Friday, October 9, 2020

Why More Specials sounds nothing like The Specials


The Specials : Stereotype


"It's time for 2-Tone bands to begin getting experimental. Some of the home-grown ska has started to become a cliche. We've got to start all over again."
-Jerry Dammers

On October 4, 1980 The Specials released the UK#5 More Specials, one of the most surprising albums of the year because the band had expanded its sound to include lounge music, easy listening and film scores. If you're put off by the new direction, you can blame it on the elevator music the band heard on their American tour, Said Dammers :

"On that tour in America, I was listening to music in the hotel bars and elevators. Vibraphone music in elevators. Obviously this was classed as rubbish. I don't know if it was my state of mind, because I was so zonked, but it struck me as a really weird, psychedelic music, which is now called lounge or exotica. It's been rehabilitated, but at the time, to say you actually liked that music was mad. It completely freaked out some of the band."
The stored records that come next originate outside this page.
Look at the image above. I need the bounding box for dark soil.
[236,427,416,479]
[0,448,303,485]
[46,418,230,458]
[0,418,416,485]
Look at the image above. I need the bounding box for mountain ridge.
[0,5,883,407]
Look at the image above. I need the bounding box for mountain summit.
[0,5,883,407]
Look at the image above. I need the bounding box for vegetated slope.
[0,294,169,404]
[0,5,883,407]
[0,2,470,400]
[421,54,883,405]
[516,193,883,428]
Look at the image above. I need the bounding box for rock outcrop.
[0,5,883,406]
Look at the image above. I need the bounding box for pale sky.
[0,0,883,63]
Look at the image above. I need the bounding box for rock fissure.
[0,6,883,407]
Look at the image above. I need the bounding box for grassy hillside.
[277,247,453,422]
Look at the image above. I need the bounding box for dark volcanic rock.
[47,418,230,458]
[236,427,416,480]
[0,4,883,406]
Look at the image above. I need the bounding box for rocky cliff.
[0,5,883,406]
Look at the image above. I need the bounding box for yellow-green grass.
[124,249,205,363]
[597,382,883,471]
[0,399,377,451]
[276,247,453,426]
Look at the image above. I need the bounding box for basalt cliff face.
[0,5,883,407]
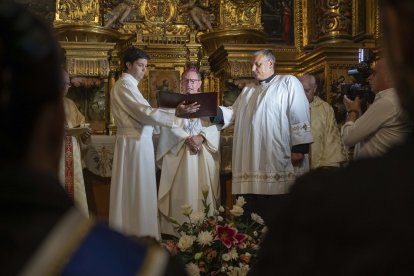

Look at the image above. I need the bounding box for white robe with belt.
[310,96,347,169]
[109,73,178,238]
[220,75,312,194]
[156,119,220,235]
[59,97,89,217]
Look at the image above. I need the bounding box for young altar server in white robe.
[109,47,199,238]
[59,70,92,217]
[156,66,220,235]
[216,50,312,222]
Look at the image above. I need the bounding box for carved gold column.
[309,0,354,43]
[199,0,265,55]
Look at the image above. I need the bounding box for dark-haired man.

It also freaked out the fans. Guitarist Roddy Byers said the Specials "went from With the Beatles to Sgt. Pepper's without doing Rubber Soul."



   While side one features some reggae and ska, side two is where things get strange, especially on "International Jet Set" which tells the nightmarish tale of a hellish plane journey over elevator music:

Spread the disease, from the south China sea/ To the beach hotel Malibu /Phone my girlfriend to ask her "How's her weekend?" /I say "Hi, Terry here", and she says "Terry who, the hell are you?"